Particular challenges of field research in Nepal
The publication sparked a lively discussion shortly after its publication in JAMA Cardiology" on January 20, 2021. The practical challenges of large-scale screening in economically disadvantaged areas were mentioned on several occasions. Also particular to this study was the aftermath of two devastating earthquakes and political instability during the study period. It is an extraordinary achievement to conduct scientific research with sound data in this environment. Prof. Partho Sengupta, MD, MBBS (West Virginia University Heart and Vascular Institute, Morgantown) describes the study as "very carefully and meticulously executed" and explains that it "fills an important gap in the early detection and treatment of RHD."

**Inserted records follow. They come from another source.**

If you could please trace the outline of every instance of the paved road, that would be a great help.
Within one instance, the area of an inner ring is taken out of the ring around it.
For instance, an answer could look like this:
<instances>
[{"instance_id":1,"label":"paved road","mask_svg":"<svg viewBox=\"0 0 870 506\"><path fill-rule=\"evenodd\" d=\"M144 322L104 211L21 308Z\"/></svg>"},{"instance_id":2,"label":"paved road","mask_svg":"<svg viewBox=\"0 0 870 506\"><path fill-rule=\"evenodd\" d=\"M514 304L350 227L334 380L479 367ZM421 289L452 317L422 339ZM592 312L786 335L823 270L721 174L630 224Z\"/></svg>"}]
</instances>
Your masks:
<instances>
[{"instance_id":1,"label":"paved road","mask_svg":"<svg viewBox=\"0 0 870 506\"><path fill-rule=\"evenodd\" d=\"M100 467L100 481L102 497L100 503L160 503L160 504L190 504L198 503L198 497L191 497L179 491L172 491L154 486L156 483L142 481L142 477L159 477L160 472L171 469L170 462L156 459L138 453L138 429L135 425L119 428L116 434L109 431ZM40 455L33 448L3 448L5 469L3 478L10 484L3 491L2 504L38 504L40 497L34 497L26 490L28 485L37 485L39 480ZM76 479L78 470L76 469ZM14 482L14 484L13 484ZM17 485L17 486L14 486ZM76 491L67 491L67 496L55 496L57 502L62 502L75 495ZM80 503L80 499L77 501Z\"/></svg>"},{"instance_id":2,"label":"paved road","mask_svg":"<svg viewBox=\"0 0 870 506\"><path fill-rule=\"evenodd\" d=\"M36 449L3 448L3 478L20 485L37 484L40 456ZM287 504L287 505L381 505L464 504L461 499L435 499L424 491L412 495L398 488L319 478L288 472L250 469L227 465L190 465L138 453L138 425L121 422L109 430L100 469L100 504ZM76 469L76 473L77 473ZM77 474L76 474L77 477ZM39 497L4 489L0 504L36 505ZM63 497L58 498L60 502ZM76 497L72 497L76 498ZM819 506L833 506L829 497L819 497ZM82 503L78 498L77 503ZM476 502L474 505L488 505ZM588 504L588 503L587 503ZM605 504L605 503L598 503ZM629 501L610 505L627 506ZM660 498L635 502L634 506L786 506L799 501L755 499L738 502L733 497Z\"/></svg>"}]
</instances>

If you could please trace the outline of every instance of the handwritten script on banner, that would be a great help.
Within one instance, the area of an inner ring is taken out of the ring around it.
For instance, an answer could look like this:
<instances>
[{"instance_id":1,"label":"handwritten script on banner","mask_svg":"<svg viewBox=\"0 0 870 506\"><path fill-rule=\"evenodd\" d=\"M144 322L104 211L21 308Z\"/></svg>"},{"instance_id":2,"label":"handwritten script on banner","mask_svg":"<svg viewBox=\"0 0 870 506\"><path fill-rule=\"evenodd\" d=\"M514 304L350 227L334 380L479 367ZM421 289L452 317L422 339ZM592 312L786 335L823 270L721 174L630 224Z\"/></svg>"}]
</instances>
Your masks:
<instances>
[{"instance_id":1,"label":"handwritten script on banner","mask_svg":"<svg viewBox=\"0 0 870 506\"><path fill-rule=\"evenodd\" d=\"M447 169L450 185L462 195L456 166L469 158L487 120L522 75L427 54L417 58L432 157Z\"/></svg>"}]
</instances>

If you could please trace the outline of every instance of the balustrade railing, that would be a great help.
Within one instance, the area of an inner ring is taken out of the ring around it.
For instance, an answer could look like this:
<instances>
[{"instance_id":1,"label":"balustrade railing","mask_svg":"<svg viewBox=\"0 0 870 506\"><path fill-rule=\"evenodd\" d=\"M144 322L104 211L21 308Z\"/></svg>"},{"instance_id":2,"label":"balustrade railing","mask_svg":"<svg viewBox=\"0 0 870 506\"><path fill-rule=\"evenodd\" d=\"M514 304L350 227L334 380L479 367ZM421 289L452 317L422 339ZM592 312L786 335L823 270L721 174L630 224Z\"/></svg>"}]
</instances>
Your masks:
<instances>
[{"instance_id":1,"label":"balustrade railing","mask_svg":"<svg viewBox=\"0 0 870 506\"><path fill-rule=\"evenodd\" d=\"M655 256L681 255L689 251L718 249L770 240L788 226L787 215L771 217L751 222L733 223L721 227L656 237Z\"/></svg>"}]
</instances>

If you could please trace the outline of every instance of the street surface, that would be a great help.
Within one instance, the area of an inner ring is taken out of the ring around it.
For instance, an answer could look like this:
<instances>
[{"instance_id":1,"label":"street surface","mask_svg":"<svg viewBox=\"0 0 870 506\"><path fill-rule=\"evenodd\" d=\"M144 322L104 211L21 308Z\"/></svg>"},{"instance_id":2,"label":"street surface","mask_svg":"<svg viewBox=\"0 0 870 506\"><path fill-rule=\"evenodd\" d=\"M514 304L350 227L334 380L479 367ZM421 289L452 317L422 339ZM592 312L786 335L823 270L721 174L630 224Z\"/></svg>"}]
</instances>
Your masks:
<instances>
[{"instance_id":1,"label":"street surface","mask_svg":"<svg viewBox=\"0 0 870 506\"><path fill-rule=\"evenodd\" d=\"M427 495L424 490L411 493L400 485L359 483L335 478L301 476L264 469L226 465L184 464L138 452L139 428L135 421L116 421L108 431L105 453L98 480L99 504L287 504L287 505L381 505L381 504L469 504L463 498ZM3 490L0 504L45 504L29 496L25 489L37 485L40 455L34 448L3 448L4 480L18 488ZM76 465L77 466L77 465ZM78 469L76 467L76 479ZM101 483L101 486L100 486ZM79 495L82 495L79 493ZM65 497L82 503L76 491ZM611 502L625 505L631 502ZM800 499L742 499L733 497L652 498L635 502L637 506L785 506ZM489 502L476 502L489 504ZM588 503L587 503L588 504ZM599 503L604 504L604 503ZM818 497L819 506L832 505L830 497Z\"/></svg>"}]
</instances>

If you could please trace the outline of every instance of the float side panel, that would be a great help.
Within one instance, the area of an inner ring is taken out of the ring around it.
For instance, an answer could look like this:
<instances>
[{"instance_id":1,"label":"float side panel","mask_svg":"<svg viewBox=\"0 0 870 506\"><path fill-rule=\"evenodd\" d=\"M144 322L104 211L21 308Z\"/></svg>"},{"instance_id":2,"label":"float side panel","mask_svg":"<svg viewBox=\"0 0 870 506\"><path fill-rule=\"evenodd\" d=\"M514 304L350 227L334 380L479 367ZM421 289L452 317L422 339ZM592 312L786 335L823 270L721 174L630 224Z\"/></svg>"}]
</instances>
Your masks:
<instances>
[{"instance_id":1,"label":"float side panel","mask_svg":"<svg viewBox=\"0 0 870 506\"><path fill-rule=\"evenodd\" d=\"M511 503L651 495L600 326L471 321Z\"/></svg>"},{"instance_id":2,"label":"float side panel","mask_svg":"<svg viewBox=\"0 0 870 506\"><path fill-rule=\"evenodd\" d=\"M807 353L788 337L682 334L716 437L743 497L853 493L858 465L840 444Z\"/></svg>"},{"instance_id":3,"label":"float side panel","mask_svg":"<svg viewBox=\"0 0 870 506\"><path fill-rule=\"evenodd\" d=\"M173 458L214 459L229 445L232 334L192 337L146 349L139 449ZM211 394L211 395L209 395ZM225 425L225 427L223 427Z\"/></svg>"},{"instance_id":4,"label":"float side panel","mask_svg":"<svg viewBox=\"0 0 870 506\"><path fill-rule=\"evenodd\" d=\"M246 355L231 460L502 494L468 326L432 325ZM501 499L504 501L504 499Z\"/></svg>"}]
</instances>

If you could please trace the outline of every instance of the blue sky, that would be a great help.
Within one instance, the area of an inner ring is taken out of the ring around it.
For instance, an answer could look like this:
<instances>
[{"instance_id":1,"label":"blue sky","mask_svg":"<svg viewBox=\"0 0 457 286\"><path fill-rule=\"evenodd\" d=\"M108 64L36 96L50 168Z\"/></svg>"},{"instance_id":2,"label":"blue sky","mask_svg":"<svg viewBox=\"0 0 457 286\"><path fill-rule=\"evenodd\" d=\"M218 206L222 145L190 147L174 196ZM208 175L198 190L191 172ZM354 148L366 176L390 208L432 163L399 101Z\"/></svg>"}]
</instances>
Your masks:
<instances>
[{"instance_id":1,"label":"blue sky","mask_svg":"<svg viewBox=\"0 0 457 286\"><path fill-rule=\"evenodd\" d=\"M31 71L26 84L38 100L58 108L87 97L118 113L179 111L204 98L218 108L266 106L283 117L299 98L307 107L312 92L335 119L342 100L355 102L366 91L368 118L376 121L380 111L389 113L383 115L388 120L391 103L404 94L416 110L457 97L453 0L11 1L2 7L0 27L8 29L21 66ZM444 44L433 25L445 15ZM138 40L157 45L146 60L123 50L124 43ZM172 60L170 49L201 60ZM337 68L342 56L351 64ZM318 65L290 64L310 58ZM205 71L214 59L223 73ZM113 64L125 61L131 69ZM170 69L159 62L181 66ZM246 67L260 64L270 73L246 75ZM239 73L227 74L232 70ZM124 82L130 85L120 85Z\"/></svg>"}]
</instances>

In order to carry out extensive screening projects in economically disadvantaged regions, various hurdles, some often high, have to be overcome. These include training specialists and doctors as well as ensuring consistently high quality across all areas and project phases. There are also financial challenges. For the Sunsari district, the study calculated total costs for comprehensive screening over ten years of 1.4 million USD, which corresponds to an amount of almost 5 USD per child or 483 USD per detected RHD case.